Under the RUFADAA, if the company has provided a way for an account holder to allow someone else to take over the account, that company’s policies stand. If a company does not have this or a person opts to not use it, the person can put instructions about digital accounts in a will. If there are no directions left by the person, then the terms of service control what a fiduciary is allowed to do. The fiduciary may also be permitted to enter someone’s accounts to get information such as an email address, although accessing the contents of the email might be illegal.
People may want to inventory their digital accounts and sign up for any tools that allow someone to manage the account after the owner’s death.

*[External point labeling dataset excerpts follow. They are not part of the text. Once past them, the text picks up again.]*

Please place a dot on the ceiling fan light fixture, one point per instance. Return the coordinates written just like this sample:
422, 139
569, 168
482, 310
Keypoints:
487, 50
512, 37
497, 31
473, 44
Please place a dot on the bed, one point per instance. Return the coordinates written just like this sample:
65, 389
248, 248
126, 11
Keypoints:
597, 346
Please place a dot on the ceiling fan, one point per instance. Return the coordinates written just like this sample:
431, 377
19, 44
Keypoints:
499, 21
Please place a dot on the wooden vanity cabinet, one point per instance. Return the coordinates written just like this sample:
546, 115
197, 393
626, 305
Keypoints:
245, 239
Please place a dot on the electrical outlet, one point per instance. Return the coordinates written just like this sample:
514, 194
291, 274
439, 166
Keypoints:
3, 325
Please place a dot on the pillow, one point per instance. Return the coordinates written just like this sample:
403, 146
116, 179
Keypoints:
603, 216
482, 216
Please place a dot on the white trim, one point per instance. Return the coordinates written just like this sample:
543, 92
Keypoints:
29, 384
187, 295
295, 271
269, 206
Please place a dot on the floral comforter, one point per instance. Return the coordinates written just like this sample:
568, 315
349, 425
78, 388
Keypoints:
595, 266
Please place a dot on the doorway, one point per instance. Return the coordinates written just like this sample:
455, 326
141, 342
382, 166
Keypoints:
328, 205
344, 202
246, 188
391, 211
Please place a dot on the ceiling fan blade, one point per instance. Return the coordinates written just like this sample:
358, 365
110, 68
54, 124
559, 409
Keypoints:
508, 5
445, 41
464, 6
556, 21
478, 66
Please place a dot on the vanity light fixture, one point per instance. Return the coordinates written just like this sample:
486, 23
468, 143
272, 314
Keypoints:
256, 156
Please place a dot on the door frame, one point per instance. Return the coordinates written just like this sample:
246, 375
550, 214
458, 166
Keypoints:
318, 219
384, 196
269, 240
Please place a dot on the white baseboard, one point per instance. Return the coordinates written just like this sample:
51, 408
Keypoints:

They may also want to create estate planning documents dealing with digital property.
Plans for digital assets should be integrated into the overall estate plan. This means making sure family members understand a person’s wishes for those digital accounts and thinking about who should get sentimental items like photos. Some digital assets may be valuable, such as domain names or bitcoin accounts. People might want to leave special instructions if there are items they want destroyed, such as personal writing on electronic files, or if there are particular messages they want posted or online acquaintances they want contacted.